The legal requirement came into force on 1 September 2020 and means that:

  • All primary schools in England teach relationships education.
  • All secondary schools teach relationships and sex education.
  • Reformed statutory guidance for schools is in place, following consultation.
  • The right of parents to withdraw their children from sex education has been retained. Children approaching age 16 have new rights to ‘opt-in’.
  • Schools can remain flexible in their approach. This includes faith schools being allowed to teach within the tenets of their faith.

New regulations and guidance on relationships and sex education

The Relationships Education, Relationships and Sex Education and Health Education (England) Regulations 2019 confirmed the legal changes. Statutory health education in schools was also introduced as part of the reforms.

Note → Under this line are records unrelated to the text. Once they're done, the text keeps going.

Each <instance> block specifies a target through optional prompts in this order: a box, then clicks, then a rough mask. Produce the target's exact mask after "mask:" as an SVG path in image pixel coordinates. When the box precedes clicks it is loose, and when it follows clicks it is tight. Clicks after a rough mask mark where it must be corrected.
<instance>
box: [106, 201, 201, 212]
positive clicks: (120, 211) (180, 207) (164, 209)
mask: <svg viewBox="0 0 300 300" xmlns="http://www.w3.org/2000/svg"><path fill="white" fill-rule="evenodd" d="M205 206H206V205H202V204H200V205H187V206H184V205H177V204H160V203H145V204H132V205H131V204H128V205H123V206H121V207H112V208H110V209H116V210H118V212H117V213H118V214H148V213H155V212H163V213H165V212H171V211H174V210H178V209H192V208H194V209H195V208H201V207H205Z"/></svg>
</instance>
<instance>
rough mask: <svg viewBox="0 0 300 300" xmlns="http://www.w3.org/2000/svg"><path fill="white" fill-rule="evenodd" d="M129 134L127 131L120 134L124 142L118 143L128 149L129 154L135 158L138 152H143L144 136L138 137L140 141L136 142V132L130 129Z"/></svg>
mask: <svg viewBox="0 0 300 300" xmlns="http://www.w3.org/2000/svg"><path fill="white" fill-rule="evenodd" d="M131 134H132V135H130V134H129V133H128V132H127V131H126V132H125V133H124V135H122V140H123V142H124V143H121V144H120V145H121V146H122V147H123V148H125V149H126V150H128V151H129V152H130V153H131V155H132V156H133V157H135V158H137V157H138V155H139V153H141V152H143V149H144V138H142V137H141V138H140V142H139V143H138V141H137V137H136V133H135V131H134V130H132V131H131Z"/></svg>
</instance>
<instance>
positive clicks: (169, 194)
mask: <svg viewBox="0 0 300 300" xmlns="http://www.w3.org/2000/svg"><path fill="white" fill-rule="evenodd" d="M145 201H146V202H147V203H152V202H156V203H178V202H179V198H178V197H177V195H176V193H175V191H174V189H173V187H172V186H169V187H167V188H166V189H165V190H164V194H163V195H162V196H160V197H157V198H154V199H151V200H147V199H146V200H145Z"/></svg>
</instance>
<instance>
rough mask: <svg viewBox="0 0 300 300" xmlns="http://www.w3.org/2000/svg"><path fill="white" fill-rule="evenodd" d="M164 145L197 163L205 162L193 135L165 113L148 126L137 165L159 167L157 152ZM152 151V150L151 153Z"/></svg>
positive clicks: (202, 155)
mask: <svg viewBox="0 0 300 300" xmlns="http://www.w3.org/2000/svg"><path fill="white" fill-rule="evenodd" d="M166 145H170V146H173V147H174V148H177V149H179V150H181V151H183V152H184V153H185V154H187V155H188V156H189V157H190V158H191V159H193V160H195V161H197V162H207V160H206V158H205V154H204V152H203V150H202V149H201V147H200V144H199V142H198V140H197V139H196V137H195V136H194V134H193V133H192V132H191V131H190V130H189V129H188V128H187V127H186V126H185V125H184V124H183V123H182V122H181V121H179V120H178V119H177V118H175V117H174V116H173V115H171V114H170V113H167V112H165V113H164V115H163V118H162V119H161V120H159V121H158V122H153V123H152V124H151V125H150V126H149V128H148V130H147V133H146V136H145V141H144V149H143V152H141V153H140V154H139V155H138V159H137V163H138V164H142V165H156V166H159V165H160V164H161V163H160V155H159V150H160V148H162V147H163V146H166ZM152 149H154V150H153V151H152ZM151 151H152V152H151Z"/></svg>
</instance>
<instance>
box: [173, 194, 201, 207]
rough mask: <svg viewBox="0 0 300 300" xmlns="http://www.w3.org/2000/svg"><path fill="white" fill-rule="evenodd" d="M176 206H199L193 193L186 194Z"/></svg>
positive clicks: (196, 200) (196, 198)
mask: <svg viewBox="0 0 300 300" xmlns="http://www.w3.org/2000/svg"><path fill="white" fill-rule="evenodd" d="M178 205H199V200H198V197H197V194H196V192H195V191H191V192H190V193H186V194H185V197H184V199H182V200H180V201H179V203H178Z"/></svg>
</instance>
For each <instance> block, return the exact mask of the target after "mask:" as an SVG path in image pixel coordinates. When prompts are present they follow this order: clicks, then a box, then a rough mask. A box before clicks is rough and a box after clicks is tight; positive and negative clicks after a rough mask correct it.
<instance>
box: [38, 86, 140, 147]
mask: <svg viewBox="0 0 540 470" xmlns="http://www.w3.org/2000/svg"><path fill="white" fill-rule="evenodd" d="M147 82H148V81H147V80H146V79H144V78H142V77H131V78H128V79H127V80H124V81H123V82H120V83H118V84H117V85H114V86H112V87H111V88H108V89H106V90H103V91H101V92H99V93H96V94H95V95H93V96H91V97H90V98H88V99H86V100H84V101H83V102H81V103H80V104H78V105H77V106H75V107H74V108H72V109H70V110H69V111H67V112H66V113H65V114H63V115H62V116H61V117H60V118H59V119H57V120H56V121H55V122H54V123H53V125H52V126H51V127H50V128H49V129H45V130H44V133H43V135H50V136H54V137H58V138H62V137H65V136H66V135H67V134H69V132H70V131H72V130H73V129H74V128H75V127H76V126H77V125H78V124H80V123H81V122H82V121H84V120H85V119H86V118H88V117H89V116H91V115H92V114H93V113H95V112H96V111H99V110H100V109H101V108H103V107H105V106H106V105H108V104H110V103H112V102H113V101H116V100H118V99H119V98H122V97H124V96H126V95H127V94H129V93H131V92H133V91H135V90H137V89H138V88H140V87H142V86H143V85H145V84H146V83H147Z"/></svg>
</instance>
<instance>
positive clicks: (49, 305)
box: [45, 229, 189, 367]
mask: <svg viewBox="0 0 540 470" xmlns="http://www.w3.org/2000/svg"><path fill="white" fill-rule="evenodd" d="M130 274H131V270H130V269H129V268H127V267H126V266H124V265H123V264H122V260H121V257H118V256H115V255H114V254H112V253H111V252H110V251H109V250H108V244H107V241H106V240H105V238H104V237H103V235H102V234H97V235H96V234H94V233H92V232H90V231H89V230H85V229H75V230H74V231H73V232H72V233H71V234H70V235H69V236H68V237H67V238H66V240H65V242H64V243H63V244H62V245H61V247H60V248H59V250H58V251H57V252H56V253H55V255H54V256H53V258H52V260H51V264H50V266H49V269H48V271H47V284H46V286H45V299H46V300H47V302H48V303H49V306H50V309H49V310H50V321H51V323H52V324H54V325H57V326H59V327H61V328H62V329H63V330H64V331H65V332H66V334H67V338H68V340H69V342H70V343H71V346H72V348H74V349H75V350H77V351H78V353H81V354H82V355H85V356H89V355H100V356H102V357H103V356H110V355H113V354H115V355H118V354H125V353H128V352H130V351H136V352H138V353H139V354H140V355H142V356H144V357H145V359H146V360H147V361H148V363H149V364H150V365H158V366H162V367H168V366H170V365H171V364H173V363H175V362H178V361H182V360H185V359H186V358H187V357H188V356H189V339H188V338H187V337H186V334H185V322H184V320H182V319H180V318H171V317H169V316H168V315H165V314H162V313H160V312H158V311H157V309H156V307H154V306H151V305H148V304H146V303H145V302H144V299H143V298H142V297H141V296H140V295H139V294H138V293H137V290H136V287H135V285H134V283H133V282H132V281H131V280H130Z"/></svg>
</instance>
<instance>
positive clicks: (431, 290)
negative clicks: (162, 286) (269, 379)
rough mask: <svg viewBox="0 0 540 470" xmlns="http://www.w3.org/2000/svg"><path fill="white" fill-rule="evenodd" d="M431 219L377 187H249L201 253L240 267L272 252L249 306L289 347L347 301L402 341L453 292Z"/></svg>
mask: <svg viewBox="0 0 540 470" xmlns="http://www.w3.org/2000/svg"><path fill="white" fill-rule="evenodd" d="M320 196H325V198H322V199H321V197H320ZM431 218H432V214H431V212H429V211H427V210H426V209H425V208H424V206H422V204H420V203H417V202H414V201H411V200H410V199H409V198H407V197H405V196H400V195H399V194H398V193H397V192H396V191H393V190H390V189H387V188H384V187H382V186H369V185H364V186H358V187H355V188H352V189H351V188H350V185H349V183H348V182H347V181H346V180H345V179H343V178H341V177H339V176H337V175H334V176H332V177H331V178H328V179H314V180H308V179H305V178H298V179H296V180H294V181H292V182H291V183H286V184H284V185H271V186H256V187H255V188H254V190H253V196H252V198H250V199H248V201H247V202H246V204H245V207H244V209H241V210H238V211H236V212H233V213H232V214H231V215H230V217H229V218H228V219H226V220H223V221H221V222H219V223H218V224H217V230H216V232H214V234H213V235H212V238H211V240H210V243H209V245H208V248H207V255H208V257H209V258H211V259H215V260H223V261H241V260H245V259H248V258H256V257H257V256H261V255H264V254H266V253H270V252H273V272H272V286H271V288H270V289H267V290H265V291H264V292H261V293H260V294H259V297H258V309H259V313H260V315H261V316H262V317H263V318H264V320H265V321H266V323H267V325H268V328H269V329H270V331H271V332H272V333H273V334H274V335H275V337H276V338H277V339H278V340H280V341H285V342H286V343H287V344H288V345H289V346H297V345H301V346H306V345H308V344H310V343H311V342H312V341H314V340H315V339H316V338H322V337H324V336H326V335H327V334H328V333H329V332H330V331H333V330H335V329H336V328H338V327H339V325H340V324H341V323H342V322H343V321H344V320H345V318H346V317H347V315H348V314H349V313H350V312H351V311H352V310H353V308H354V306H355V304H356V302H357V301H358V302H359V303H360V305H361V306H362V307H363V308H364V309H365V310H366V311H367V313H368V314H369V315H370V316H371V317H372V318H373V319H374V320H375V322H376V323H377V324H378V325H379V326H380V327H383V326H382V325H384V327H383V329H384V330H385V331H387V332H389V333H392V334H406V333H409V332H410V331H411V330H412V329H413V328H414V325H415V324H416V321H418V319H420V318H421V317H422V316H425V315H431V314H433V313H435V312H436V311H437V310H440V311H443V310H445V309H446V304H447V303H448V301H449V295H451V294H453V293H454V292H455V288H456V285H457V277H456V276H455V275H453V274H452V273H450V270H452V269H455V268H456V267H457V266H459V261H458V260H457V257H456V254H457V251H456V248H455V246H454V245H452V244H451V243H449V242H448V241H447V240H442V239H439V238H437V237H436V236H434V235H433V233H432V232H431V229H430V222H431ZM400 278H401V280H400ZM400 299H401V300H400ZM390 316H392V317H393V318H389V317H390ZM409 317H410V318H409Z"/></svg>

Final statutory guidance on relationships education, relationships and sex education (RSE) and health education was published by the Department for Education in June 2019.

The disruption caused by the coronavirus pandemic meant that schools could delay the introduction of the new requirements until summer 2021, if they were not ready to begin teaching the revised subjects.

The DfE has published a FAQs briefing on the changes.

In March 2023, the Prime Minister announced that the Department for Education would be conducting a review of the RSE statutory guidance, which is expected to publish early in 2024.

Ofsted’s review of sexual harassment and abuse in schools

In March 2021, the Government asked Ofsted to immediately review safeguarding policies in state and independent schools in relation to sexual harassment and abuse.

The review was published in June 2021. It depicted “widespread” sexual harassment in schools, and made recommendations for action from schools, government, and Ofsted to address the problem.

These included a carefully sequenced relationships and sex education curriculum with time to discuss topics young people find particularly difficult, such as consent and the sending of ‘nudes’, and high-quality training for teachers.